In reference to Mr. Croke's comment that "[a memoir] is not Art,
therefore it should tell the truth," I would refer him to Florence
King's Lump It Or Leave It, and her response to critics of
Confessions of a Failed Southern Lady. To summarize, a
memoir is an art form (though whether deserving of capitalization
is another question), and therefore strict attention to factual
matters can be a hindrance.
-- W. Picou
BACK, BACK, BACK
Re: Peter Hannaford's Strike
Out:
Mr. Hannaford's column re baseball takes me way back to 1947. I remember a baseball reporter's column about Joe DiMaggio in which he told how he came upon Joe sitting at his locker after a hard fought game. He asked Joe why he looked "down" and the Clipper said he was thinking about his failure to help win the game. The reporter pointed to some younger players who appeared contented as they avidly read the stock reports of the Wall Street Journal and remarked that they did not show his concern. And Joe ruefully noted their activity with a sad concern for baseball's future if the players forgot what the game was about. -- at least the game Joe so proudly played. I remember sitting in the $1.25 center field bleachers of Yankee Stadium and watching a hurting Joe DiMaggio wincing from pain as he played his position. He felt that if he could throw one powerful ball back to the infield at the beginning of the game, he could fake out the opposition from trying to run on him during the rest of the game.
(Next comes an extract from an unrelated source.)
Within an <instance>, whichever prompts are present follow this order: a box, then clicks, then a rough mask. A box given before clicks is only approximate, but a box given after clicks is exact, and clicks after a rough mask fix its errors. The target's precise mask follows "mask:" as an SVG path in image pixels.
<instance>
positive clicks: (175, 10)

In my 72nd year, I have come to the sad conclusion that
baseball has forgotten the game it once was.
-- Ken Wyman
Huntsville, AL
U.C. IS WHAT YOU GET
Re: George Neumayr's A
Liberal Fantasy Camp:
I am an alumnus of UC Berkeley. I got in in 1970, when the hot
campus to attend was UC Santa Cruz. My how times have changed.
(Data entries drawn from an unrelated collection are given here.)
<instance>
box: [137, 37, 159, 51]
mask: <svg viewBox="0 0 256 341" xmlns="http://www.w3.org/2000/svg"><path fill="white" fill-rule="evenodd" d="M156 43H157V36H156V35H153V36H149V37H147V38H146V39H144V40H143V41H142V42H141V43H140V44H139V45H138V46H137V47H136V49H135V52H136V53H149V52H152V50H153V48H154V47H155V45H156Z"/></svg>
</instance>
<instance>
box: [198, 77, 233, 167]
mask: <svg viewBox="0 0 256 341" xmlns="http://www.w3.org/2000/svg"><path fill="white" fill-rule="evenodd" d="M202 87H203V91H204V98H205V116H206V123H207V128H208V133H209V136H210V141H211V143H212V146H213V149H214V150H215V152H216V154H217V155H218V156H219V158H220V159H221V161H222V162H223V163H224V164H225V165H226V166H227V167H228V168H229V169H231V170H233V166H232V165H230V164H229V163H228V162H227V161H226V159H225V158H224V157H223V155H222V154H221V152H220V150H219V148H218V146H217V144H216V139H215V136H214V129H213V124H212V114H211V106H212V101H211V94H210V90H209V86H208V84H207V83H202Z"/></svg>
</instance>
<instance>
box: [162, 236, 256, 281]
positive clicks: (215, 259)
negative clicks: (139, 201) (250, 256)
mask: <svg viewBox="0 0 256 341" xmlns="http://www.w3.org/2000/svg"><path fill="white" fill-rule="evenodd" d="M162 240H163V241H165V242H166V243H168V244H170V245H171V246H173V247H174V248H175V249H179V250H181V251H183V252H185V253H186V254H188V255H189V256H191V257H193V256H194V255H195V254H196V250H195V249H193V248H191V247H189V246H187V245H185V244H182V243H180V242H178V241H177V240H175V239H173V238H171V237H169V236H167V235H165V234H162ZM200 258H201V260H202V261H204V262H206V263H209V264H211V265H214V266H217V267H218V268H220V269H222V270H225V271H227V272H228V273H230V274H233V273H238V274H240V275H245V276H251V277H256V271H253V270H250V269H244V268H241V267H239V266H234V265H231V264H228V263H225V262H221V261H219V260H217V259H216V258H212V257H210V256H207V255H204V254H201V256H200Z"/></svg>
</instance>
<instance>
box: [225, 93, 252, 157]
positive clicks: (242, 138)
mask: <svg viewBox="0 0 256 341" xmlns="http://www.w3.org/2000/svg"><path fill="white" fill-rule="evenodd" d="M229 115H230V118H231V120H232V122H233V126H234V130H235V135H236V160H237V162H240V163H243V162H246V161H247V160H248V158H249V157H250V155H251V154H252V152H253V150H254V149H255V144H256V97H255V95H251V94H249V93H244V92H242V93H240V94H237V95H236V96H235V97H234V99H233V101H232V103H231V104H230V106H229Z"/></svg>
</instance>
Unless the situation has dramatically changed, if it is so
important to have "Berkeley" on the diploma, then I suggest that
one can go to Santa Cruz, Riverside, Davis, or Irvine for a year,
get good grades and then transfer to Berkeley or UCLA, after the
"life challenged" have flunked out, or otherwise left.
-- Roger Thompson
Hilliard, OH
(born and raised in the SF Bay Area).
In reporting about California admissions into the state's university system, Mr. Neumayr writes:
"Meanwhile, Susana Pena is UCLA-bound with an anemic 940 on the SAT. 'Once in a while, they should give us a little break so we can catch up to them,' she said to the Journal. "
Maybe Ms. Pena should have spent the last 12 years keeping up with the other students. I doubt 4 or 5 more years of "higher education", that these days spend almost the first 2 years in remedial courses because of the horrible quality of high schools, will be enough time for Ms. Pena to catch up to anything beyond "see spot run."
And I would sure like to know how being "poor" automatically means you can't learn. Are school libraries closed to the poor? Are these people so "poor" they can't afford electricity to read by at home? Are "poor" students denied the use of school materials? Are the "poor" taught in separate classrooms with teachers worse than the average (inner cities notwithstanding)?